Consider these three brain-busters: 1 percent of the world’s energy is used every year just to produce fertilizer; solar panels aren’t powerful enough to provide all the power for most homes; investing in stocks often feels like a game of Russian roulette.
Those seemingly disparate issues can be solved by the same tool: quantum computing. Similar to an atomic clock, arguably the world’s first quantum technology, Quantum computers use superconducting particles to perform tasks.
Quantum technologies offer ultra-secure communications, sensors of unprecedented precision and computers that are exponentially more powerful than any supercomputer for a given task. These technologies are destined to fundamentally change our lives and the first commercially available quantum devices are only now beginning to emerge.
Potential applications could disrupt the way pharmaceutical companies make medicine, the way logistics companies schedule trains and the way hedge fund managers gain an edge in the stock market.

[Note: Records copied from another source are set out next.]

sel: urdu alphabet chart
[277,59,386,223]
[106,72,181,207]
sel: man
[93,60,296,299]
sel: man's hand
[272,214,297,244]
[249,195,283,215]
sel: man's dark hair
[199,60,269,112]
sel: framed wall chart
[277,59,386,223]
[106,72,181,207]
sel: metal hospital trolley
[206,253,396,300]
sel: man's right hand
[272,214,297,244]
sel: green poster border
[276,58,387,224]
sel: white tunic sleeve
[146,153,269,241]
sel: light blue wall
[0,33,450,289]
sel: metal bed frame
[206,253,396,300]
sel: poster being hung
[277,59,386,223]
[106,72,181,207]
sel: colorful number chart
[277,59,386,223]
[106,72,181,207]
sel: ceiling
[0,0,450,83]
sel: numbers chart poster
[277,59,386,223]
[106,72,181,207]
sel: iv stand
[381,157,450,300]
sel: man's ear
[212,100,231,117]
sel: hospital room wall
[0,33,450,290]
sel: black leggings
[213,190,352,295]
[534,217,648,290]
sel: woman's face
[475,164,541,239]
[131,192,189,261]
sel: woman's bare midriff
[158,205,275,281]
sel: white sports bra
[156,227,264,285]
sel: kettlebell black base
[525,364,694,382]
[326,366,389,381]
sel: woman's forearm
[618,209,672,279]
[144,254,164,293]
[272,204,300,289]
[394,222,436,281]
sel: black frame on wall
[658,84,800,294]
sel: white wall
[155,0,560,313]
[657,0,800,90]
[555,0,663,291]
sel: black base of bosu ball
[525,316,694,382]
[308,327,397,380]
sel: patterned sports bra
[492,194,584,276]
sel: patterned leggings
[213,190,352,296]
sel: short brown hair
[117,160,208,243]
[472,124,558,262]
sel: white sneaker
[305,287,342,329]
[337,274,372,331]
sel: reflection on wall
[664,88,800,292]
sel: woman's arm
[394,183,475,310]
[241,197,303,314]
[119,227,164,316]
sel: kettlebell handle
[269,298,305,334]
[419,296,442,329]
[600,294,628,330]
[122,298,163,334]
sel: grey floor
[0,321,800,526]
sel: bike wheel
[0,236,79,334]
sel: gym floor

That said, the future of the technology lies in quantum networks—the new infrastructure springing up within and between major metropolitan areas.
The opportunities are many, because at the level of components these technologies are intimately connected. Many of them depend, for example, on light sources that can spit out photons one at a time, every time.
New materials, and precisely engineered versions of existing ones, will be needed too.
While Britain did not exploit the atomic clocks’ discovery in 1950, an American firm did, and commercialized the device a year after it was invented.
Given the potential of these new quantum technologies, now is the time to get ahead of the curve.
The quantum computing market is projected to surpass $5 Billion through 2020.